New Services Set for Rural Carrier Rescue
With smaller telcos facing critical challenges such as loss of access lines, shrinking rural business communities and regulatory upheaval that threatens their funding, that innovation has become directly focused on rural telco survival.
Hosts with the most
Vendors are beginning to enable rural telcos by offering functionality as a service, not a piece of hardware or software. The idea is to make it easier for rural telcos to either manage and monitor their networks or add new services, without large capital expense or major hiring of technical expertise.

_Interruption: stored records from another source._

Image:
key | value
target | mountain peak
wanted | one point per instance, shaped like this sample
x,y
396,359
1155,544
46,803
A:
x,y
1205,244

Optical gear maker Cyan Optics Inc. and access equipment vendor Calix Inc. (NYSE: CALX) are two companies that have announced efforts this year to host capabilities within their operations and deliver them to their rural telco customers on a service basis. (See Cyan Wants to Help Bridge the Chasm and Calix Jumps Into SaaS.)
In Cyan's case, the service being provided enables rural telcos to operate their networks and provide customer support with fewer people. Calix is trying to help smaller telcos generate new revenues by offering their own support services to consumers.
Assia Inc. , founded by John Cioffi, has sold its Dynamic Spectrum Management technology to larger carriers such as AT&T Inc. (NYSE: T) and Qwest Communications International Inc. (NYSE: Q) to enable them to test, manage and optimize their DSL networks for delivery of high-end services such as IPTV. When ASSIA decided to take its service to independent rural telcos, it shifted to a software-as-a-service model as well. (See Assia Intros SaaS DSM and ASSIA Gets Behind DSL Management .)
"They pay us per sub, per line, per month," says Steve Timmerman, SVP of marketing for ASSIA. "We look at all lines once a day, which enables us to see how it performs over time, because the network is dynamic."
ASSIA's goal is to give a rural telco an accurate picture of exactly how much bandwidth can be delivered on the copper network, and to identify problems so they can be solved before leading to customer problems or churn.
Five independent telcos have thus far bought the ASSIA solution, including Hill Country Telephone Cooperative , which used the system to determine whether it was feasible to roll out IPTV over its copper network.
"They can also use the data to upsell customers, because they now know how much data they can support on each individual line," Timmerman says.